Termik santrallerin bacalarından çıkan kül içerisinde bulunan radon, polonyuma dönüşmekte ve radyoaktif etkilerde bulunmaktadır. Yine termik santral çevrelerinde uranyum radyoaktif maddesine de rastlanmaktadır.

Termik santrallerde soğutma, temizleme ve benzeri işlemler için yüksek miktarlarda su kullanılmaktadır. Kullanılan bu suyun, yakın çevreye yüksek sıcaklıkta deşarjı sonucu ortamdaki sıcaklık artmaktadır. Bu nedenle deşarj alanında toprak canlılığı olumsuz etkilenmektedir.

Uçucu küllerde bulunan demir, çinko, bakır gibi ağır metaller yağmur sularıyla yer altı suyuna ve oradan da içme suyu kaynaklarına ulaşabilmektedir.

Termik santrallerin hava ve su ortamlarında yarattığı etkiler toprak için de geçerlidir.

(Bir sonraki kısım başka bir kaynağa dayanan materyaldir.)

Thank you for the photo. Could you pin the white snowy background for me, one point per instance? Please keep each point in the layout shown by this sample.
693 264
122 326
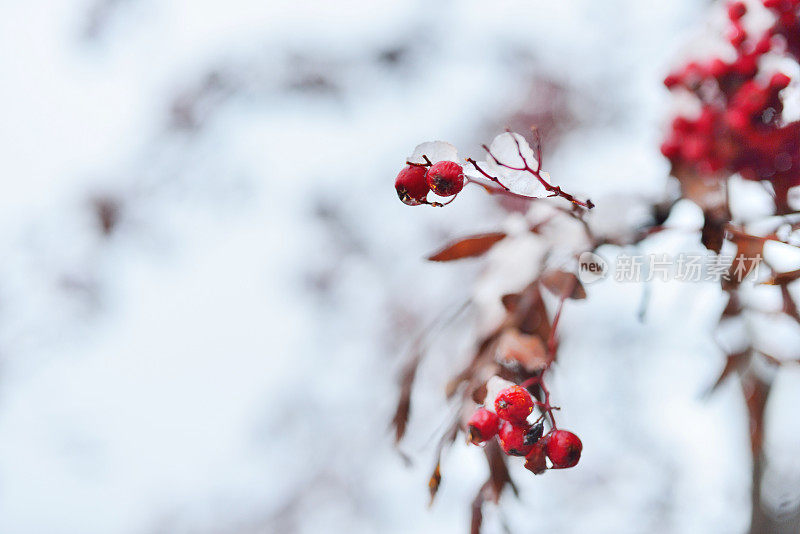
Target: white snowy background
224 359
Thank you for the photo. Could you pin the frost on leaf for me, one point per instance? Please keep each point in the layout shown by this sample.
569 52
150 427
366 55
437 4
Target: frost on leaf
511 160
435 151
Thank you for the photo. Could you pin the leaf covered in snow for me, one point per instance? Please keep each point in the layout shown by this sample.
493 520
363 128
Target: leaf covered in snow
435 151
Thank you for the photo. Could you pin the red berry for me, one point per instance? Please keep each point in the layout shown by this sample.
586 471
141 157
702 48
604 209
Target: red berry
718 68
737 35
514 404
512 439
411 185
482 426
764 44
564 448
446 178
779 81
535 459
672 80
670 149
736 10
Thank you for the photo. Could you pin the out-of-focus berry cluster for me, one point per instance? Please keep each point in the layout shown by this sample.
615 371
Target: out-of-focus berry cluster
740 127
507 418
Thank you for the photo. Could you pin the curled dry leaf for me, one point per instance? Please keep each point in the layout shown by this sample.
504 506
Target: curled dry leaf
563 284
528 351
435 481
713 233
749 252
468 247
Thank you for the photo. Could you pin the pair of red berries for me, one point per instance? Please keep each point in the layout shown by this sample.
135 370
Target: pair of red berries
445 178
509 422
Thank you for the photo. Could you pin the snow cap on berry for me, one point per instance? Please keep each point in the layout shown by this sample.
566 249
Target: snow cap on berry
493 387
435 151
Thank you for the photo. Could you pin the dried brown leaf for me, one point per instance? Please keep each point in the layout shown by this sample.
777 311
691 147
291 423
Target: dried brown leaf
783 278
434 482
756 392
713 233
733 363
468 247
528 351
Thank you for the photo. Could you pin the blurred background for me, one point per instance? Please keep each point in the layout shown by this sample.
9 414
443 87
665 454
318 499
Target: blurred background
208 282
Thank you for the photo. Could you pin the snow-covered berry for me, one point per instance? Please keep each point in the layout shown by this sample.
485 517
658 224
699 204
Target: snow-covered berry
446 178
564 448
514 404
411 185
512 439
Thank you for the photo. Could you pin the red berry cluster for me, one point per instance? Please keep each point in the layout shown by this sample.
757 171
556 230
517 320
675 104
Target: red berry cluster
517 437
445 178
739 128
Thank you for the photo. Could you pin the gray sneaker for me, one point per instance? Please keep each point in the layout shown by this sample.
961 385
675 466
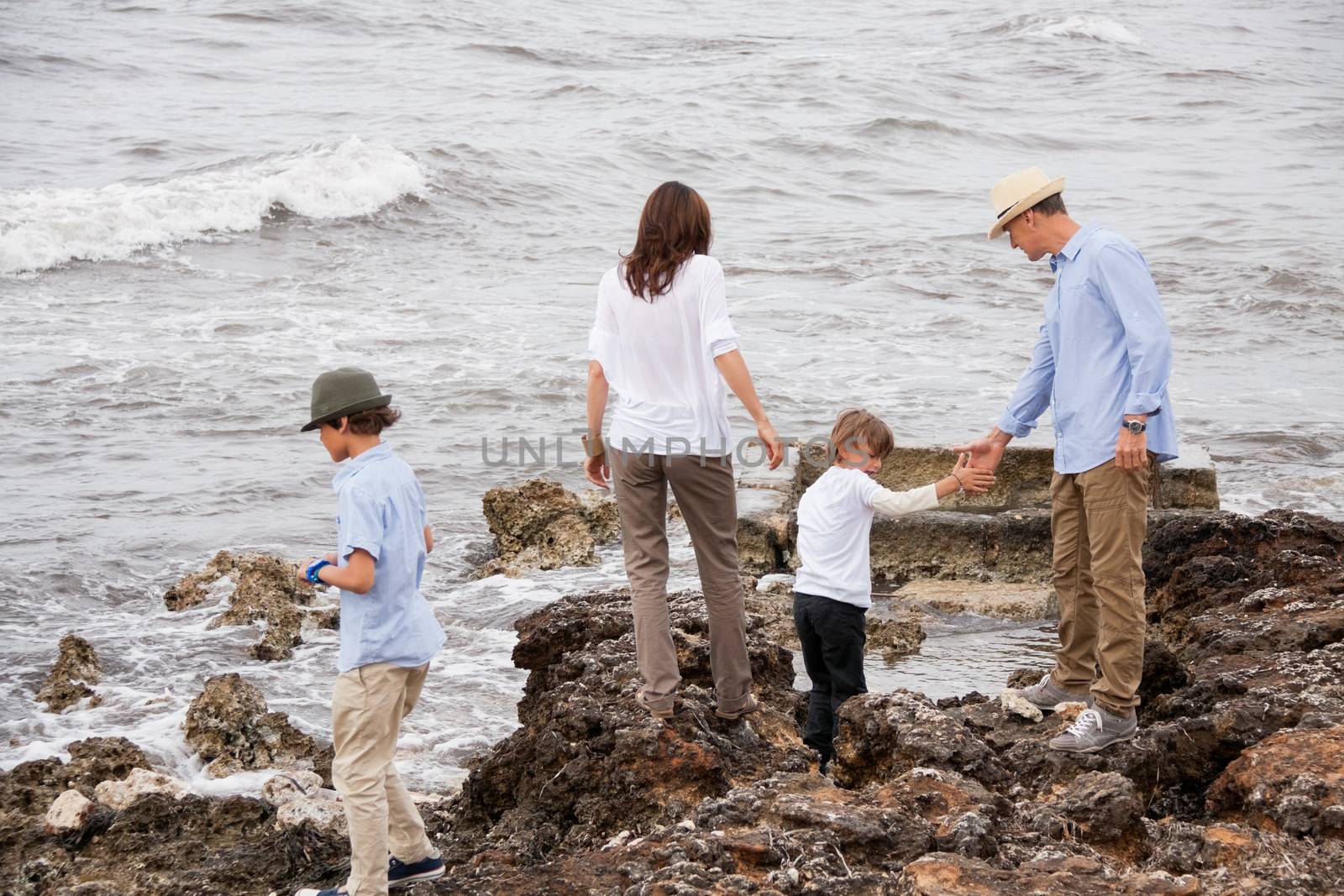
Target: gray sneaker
1095 730
1047 694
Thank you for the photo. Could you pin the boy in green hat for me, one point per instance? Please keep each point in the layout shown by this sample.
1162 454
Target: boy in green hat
387 631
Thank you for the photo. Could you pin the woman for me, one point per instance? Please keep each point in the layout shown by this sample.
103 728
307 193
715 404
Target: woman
664 340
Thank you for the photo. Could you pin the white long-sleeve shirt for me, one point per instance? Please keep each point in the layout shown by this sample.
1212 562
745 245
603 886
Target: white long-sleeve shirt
835 516
659 358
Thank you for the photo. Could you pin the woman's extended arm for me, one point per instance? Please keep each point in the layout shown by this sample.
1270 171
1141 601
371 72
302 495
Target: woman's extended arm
736 374
596 468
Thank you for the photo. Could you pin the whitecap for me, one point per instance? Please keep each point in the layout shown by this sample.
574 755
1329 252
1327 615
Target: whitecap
1089 27
46 228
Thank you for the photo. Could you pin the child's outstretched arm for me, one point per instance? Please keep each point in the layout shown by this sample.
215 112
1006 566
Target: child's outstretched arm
927 497
965 479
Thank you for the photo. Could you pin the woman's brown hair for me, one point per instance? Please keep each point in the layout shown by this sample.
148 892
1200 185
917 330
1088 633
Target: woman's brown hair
674 226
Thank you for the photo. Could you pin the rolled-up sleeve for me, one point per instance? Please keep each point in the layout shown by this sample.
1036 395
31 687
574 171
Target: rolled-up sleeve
605 336
719 336
1032 398
1128 288
360 523
897 504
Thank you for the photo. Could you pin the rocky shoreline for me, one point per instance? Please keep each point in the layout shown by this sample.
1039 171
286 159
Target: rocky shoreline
1234 785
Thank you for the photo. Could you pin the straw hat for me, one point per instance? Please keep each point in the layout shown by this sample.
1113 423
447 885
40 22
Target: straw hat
1018 192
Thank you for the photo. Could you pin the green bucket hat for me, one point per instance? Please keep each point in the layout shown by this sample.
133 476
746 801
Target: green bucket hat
342 392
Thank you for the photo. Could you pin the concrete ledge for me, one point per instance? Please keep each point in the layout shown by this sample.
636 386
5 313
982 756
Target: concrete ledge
766 520
1014 546
1001 537
1025 474
999 600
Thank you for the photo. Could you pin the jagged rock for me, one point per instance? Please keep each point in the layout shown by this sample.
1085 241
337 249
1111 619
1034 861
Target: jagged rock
1290 782
195 589
159 846
589 762
1025 678
291 786
948 875
999 600
230 725
886 735
1227 855
1097 808
320 815
1068 711
894 636
1015 703
265 589
67 683
542 524
1240 718
139 783
69 813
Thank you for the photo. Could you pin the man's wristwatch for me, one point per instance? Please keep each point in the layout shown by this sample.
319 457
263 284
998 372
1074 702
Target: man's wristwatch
593 448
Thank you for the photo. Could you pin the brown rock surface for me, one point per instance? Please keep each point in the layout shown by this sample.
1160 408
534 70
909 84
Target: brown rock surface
232 728
591 795
1290 782
67 683
265 589
543 526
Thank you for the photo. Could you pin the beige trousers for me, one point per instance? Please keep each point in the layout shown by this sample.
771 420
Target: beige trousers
1100 519
367 710
707 497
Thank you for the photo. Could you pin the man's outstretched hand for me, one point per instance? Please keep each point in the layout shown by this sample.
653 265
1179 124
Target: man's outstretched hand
984 453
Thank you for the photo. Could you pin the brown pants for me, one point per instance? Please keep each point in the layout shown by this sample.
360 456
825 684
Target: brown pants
1100 519
707 496
367 710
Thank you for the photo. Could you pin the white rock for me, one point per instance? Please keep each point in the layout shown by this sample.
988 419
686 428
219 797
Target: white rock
323 815
1068 711
617 841
69 812
291 786
776 584
140 782
1015 703
418 799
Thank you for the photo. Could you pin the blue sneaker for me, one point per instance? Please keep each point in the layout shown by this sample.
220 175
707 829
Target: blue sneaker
405 873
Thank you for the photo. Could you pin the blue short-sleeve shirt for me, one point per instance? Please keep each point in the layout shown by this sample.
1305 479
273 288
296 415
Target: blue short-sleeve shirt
381 508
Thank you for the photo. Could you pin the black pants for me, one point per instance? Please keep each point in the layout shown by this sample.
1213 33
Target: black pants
832 638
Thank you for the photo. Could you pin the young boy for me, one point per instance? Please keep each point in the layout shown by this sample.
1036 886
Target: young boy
387 631
832 590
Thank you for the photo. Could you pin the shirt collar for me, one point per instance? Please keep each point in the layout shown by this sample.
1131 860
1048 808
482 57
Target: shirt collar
358 463
1075 242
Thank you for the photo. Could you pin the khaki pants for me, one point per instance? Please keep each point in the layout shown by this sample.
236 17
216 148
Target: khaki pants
1099 520
367 710
707 497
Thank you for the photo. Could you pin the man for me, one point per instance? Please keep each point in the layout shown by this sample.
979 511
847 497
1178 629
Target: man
1101 363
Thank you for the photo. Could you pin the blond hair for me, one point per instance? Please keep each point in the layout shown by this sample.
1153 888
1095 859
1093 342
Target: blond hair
857 426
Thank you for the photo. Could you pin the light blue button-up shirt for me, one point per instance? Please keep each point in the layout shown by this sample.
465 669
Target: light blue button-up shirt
1104 352
382 511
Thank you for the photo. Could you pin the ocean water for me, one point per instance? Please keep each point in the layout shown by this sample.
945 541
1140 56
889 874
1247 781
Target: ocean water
202 206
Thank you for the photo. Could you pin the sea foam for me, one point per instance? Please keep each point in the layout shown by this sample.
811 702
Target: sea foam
1089 27
45 228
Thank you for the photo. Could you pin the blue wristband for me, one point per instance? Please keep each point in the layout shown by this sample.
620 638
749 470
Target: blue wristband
312 571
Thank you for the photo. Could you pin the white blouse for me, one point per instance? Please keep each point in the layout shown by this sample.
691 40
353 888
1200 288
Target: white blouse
659 359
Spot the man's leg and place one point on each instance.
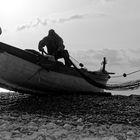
(65, 55)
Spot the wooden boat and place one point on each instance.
(29, 72)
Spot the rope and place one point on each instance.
(125, 74)
(80, 64)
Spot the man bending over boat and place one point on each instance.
(55, 46)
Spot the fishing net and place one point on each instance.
(130, 85)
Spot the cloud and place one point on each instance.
(49, 20)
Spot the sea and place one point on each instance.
(69, 117)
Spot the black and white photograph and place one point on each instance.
(69, 69)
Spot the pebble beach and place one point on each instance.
(69, 117)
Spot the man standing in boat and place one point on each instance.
(55, 46)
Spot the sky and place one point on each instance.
(91, 29)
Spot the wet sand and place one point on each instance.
(69, 117)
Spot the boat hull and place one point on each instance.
(21, 74)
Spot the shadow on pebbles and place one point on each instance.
(69, 117)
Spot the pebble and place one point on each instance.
(67, 126)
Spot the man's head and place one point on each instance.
(51, 32)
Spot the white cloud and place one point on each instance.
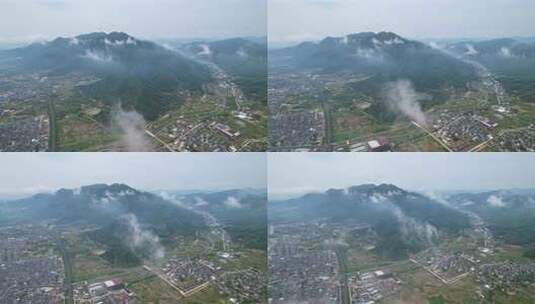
(496, 201)
(95, 56)
(233, 202)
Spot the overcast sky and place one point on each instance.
(298, 20)
(29, 20)
(290, 174)
(28, 173)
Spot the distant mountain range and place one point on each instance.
(243, 213)
(142, 74)
(404, 221)
(509, 214)
(244, 59)
(513, 60)
(129, 223)
(385, 55)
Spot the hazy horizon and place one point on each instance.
(25, 174)
(30, 21)
(295, 174)
(311, 20)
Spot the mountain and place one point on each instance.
(510, 214)
(139, 74)
(404, 221)
(129, 223)
(512, 60)
(386, 55)
(244, 59)
(242, 212)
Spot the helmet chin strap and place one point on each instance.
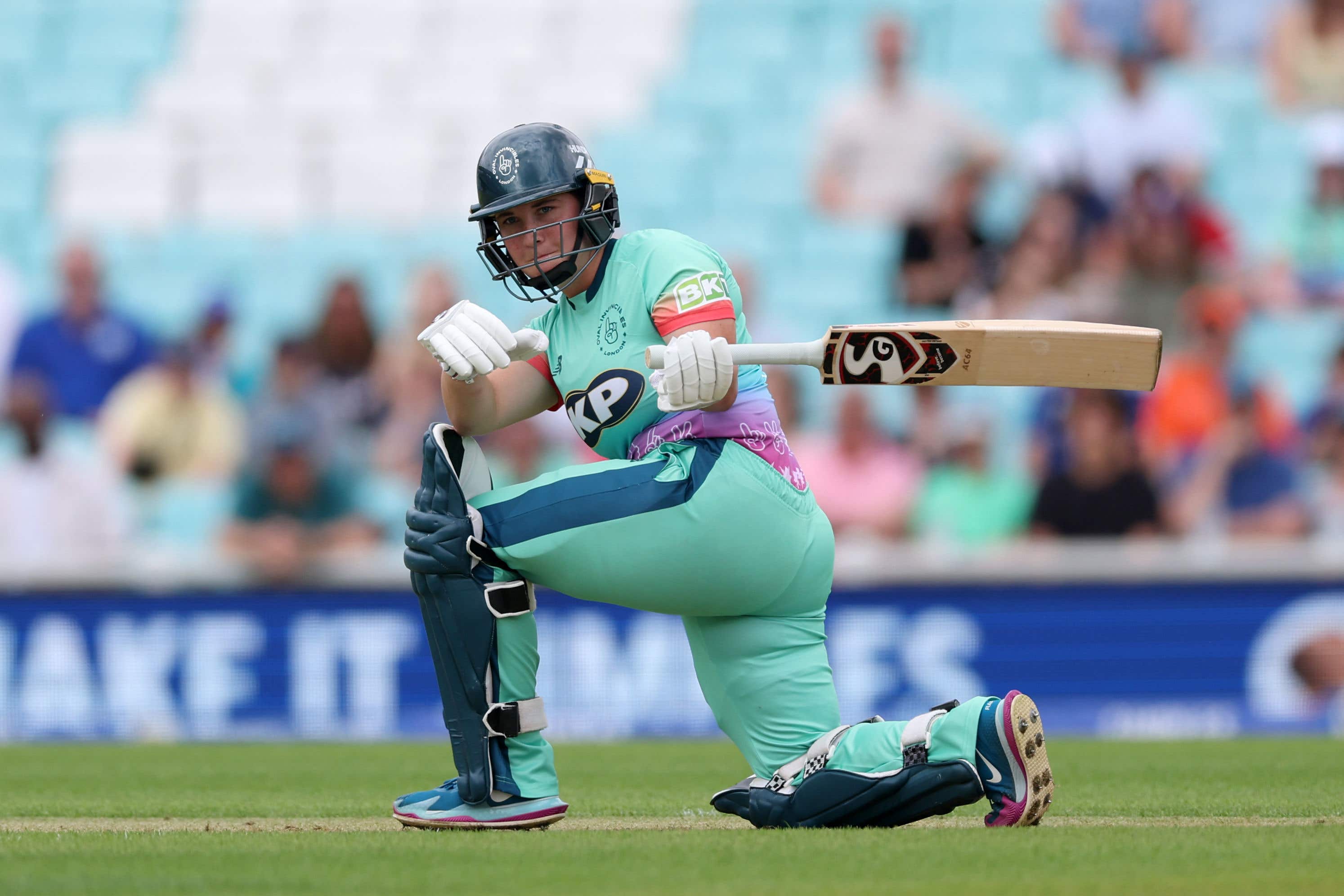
(562, 274)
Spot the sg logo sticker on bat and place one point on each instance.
(890, 358)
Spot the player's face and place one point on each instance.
(553, 237)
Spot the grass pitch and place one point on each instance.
(314, 819)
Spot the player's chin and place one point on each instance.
(543, 266)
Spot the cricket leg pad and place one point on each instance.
(808, 794)
(460, 604)
(838, 798)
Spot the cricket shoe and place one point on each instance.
(444, 808)
(1012, 763)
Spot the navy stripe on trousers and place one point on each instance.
(596, 497)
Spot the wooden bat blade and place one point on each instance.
(1062, 354)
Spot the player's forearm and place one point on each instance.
(726, 402)
(472, 408)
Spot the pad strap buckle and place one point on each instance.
(810, 763)
(917, 737)
(507, 600)
(512, 719)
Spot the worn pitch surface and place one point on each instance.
(314, 819)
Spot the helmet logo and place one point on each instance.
(506, 166)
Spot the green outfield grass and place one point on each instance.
(1249, 816)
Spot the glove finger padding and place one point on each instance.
(705, 368)
(493, 326)
(449, 358)
(486, 342)
(672, 374)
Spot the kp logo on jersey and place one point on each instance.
(607, 401)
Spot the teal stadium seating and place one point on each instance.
(717, 143)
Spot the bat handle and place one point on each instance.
(754, 354)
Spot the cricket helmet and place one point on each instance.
(529, 163)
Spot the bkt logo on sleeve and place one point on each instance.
(607, 401)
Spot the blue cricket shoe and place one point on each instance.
(1012, 763)
(444, 808)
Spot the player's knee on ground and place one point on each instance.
(808, 794)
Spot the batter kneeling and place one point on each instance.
(701, 511)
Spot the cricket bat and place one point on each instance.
(969, 354)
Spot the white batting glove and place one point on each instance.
(468, 342)
(697, 372)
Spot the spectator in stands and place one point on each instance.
(289, 403)
(522, 452)
(1330, 409)
(1232, 30)
(1194, 397)
(292, 511)
(1305, 63)
(346, 348)
(85, 348)
(1102, 492)
(410, 379)
(887, 153)
(863, 480)
(9, 323)
(931, 428)
(1050, 450)
(1173, 240)
(1104, 30)
(1140, 128)
(784, 390)
(1237, 483)
(1034, 281)
(965, 500)
(52, 493)
(170, 421)
(1326, 477)
(947, 258)
(1315, 241)
(210, 342)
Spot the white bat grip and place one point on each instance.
(754, 354)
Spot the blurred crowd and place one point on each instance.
(115, 437)
(1120, 230)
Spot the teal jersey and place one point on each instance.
(648, 285)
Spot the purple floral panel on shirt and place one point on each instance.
(752, 422)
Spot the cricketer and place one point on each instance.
(701, 511)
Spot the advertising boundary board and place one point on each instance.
(1121, 660)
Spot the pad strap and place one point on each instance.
(512, 719)
(917, 737)
(507, 600)
(819, 754)
(483, 552)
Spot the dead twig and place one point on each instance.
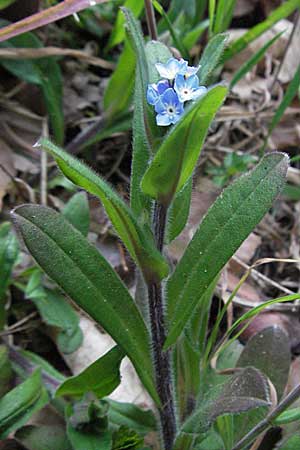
(36, 53)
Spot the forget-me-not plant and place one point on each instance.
(179, 84)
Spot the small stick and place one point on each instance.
(150, 16)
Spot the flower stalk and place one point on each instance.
(162, 359)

Santralde kullanılan suların toprağa deşarjı, asit yağmurları, uçucu küllerin toprak üzerinde birikmesi gibi birçok kavram toprak kirliliğine ve dolaylı olarak bitkisel üretimde verimin azalmasına, ürün kalitesinin bozulmasına sebep olmaktadır. Uzun vadede toprağın çoraklaşması ve orman alanlarının asit yağmurları nedeniyle zayıflamasına neden olabilmektedir.

Hemen tüm canlılar termik santral atıklarından olumsuz etkilenmektedir. Doğadaki mikroorganizmalardan yüksek canlılara kadar hemen tamamı doğrudan veya dolaylı olarak termik santral atıklarından zarar görmektedir. Bu nedenle baca gazı salınımı ve soğutma suyunun deşarjı ile ilgili olarak çağdaş dünyada çok sıkı tedbirler alınmaktadır.

Çevre koruma önlemleri termik santrallerde üretim maliyetleri içerisinde oransal olarak % 30’a kadar çıkmaktadır. Bu nedenle, çağdaş dünyada alternatif sürdürülebilir enerji kaynakları öncelikli değerlendirilmeye çalışılmaktadır.